A tethered wind turbine floating up to 300m (1,000ft) above the ground could provide cheaper electricity by picking up the stronger winds that are found at higher altitudes, according to its Canadian developers.
Aerodynamic fins along each device catch the wind to power two generators that are fixed to each end of the device. Although Brown concedes that MARS will not be as intrinsically efficient as conventional fixed wind turbines he believes the system carries a number of benefits that make it a viable alternative.
‘Traditional wind turbines can never run 100 per cent of the time because of the lack of wind, so they tend to operate at 26-42 per cent efficiency,’ said Brown.
He believes the MARS system will be far more cost effective than conventional wind farms because of the higher electricity output it can achieve by accessing stronger, high-altitude winds.
Wide range of operation
The system can also operate at a wide range of wind speeds, from 2m/s to 28m/s. Power is passed down from the generators along the tethers to a ground station. Once there, the power can be stored in batteries or directed to a transformer that can then pass it directly to the power grid.
Each helium-filled ‘airship’ will be attached to three tethers to keep it stable. If only one tether were used the devices would be less stable and would have to be stationed far apart to avoid collisions.
The spin induced by the wind on the turbine also helps keep the device stable by using an aerodynamic force known as the Magnus effect — the same effect that induces swing in cricket balls. The phenomenon uses the low pressure beneath and high pressure above the balloon to give more lift, helping keep the device stabilised. It also pulls the device upwards, maximising the benefits of altitude, rather than leaving it hanging down on its tether.
The concept for the system originated from work by Magenn in the 1980s, when it designed an airship that used the Magnus effect, which it hoped would one day replace the helicopter. The Reagan administration awarded a contract to develop the technology as part of the Star Wars programme, but it was cancelled when the programme itself was pulled.
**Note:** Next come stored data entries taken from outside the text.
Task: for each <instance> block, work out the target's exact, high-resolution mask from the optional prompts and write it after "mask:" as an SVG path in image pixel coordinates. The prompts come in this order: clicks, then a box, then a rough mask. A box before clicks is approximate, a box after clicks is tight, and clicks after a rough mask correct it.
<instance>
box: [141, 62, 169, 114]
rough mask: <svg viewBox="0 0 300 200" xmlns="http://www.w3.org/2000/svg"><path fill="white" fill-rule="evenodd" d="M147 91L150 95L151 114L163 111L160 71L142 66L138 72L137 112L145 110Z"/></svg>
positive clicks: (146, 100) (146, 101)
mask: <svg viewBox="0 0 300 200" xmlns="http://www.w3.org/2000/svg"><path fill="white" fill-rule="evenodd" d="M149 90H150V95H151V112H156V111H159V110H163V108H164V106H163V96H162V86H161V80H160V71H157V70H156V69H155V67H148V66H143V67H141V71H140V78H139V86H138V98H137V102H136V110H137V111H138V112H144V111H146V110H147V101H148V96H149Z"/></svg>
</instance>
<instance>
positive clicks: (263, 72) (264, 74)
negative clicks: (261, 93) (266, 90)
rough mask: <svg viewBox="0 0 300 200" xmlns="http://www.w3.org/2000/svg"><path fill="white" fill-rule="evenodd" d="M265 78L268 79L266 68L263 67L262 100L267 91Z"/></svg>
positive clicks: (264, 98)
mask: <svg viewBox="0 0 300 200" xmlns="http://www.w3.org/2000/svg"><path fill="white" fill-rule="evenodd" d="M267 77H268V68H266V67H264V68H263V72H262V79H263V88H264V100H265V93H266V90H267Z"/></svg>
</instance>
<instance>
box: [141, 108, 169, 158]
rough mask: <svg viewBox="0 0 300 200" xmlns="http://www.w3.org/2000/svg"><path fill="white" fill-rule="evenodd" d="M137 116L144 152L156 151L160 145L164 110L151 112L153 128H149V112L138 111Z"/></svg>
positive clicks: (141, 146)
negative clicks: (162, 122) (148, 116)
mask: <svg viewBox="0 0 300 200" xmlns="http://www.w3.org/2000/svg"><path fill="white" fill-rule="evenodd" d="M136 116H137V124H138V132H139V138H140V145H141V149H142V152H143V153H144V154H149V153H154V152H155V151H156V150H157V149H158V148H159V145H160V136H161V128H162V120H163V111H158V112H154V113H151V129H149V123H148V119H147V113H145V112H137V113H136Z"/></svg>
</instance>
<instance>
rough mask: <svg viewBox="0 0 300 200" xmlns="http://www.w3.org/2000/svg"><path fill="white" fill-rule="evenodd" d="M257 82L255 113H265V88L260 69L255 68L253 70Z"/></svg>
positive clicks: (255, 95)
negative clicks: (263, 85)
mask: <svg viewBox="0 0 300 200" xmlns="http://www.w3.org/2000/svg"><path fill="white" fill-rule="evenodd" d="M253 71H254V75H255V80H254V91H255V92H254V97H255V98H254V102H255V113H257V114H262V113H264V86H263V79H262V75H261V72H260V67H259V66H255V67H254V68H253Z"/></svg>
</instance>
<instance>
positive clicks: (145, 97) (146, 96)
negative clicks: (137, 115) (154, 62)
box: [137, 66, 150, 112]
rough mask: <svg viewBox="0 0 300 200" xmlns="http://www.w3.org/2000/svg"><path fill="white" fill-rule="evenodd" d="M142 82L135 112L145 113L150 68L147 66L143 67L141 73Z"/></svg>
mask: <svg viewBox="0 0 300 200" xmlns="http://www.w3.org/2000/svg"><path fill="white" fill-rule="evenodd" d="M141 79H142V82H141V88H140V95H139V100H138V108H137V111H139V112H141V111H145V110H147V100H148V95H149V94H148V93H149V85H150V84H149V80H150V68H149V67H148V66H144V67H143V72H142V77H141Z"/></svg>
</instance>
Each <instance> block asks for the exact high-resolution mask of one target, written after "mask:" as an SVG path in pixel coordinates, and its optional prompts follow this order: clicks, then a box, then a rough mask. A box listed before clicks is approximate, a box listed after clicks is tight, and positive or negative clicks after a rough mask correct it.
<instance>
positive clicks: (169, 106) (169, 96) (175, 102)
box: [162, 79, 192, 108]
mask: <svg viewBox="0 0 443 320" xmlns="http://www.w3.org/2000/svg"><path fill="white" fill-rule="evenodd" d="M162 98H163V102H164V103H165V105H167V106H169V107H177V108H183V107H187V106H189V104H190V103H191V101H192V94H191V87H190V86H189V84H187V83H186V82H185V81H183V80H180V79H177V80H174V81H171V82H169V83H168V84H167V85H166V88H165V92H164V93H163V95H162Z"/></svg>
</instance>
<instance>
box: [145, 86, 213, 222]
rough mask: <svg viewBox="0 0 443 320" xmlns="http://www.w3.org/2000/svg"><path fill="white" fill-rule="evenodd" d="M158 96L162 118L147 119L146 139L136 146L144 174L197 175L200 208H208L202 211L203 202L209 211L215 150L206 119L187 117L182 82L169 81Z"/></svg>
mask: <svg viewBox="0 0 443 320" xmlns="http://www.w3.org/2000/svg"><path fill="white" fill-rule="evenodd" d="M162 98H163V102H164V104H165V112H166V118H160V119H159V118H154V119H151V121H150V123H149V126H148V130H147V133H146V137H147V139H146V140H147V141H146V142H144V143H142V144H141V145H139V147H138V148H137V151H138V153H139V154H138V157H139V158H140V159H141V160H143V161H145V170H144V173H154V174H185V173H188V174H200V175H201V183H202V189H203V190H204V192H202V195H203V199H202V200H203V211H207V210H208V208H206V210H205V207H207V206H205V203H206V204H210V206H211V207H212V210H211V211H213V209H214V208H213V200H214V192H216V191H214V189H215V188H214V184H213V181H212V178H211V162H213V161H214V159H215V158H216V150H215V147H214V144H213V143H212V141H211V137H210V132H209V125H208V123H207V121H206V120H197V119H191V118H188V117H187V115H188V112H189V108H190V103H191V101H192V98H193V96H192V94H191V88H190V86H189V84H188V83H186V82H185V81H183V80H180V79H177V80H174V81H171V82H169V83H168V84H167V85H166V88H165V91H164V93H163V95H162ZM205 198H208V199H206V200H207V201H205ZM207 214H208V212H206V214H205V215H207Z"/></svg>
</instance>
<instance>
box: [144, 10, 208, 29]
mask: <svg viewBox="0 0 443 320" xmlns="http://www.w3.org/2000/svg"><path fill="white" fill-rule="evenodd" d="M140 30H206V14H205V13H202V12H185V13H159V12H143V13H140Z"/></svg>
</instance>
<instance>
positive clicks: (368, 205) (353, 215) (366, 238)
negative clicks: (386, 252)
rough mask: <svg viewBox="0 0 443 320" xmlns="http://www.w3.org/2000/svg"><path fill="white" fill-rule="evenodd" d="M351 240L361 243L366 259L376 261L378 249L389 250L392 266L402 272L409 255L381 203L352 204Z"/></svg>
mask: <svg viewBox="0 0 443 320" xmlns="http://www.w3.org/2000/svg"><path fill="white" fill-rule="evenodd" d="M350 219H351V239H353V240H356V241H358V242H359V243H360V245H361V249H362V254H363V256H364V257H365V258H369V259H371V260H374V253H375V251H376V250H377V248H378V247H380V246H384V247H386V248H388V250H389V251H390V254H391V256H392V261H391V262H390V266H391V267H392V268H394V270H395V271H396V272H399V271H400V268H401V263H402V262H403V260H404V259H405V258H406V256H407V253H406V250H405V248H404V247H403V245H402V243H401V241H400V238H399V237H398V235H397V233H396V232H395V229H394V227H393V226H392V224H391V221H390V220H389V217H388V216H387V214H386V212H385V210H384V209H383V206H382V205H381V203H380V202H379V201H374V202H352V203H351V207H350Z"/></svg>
‘We took the knowledge from more than 160 wind tunnel tests in that project and applied it to big airships, which could be used to move cargo at low cost,’ said Brown. ‘Then we turned to the possibility of floating wind turbines using the same idea.’
No fly zones
To counter the potential problem of MARS devices interfering with aircraft flight paths, Magenn plans to apply for a NOTAM (Notice to Airmen), which would create small no-fly zone around the MARS wind farms. Each tether will also carry blinking lights every 50m with additional blinking lights attached to each balloon.
Another safety feature will bring the balloons back down to earth if they come free of the tethers. A thin filament wire fitted along the length of the balloon heats up if it comes free of the tether, slicing through the balloon’s fabric to let out the helium and allow the balloon to descend to safety. Each device is also made from radar-reflective material to enhance its visibility.
Magenn has made some basic prototypes and hopes to develop a 4kW commercial model by the start of next year.
Brown said MARS is suited to a number of applications besides disaster relief. It could be used in developing nations where infrastructure is limited or has been destroyed, or in areas where people live away from the main power grid.
Brown added that the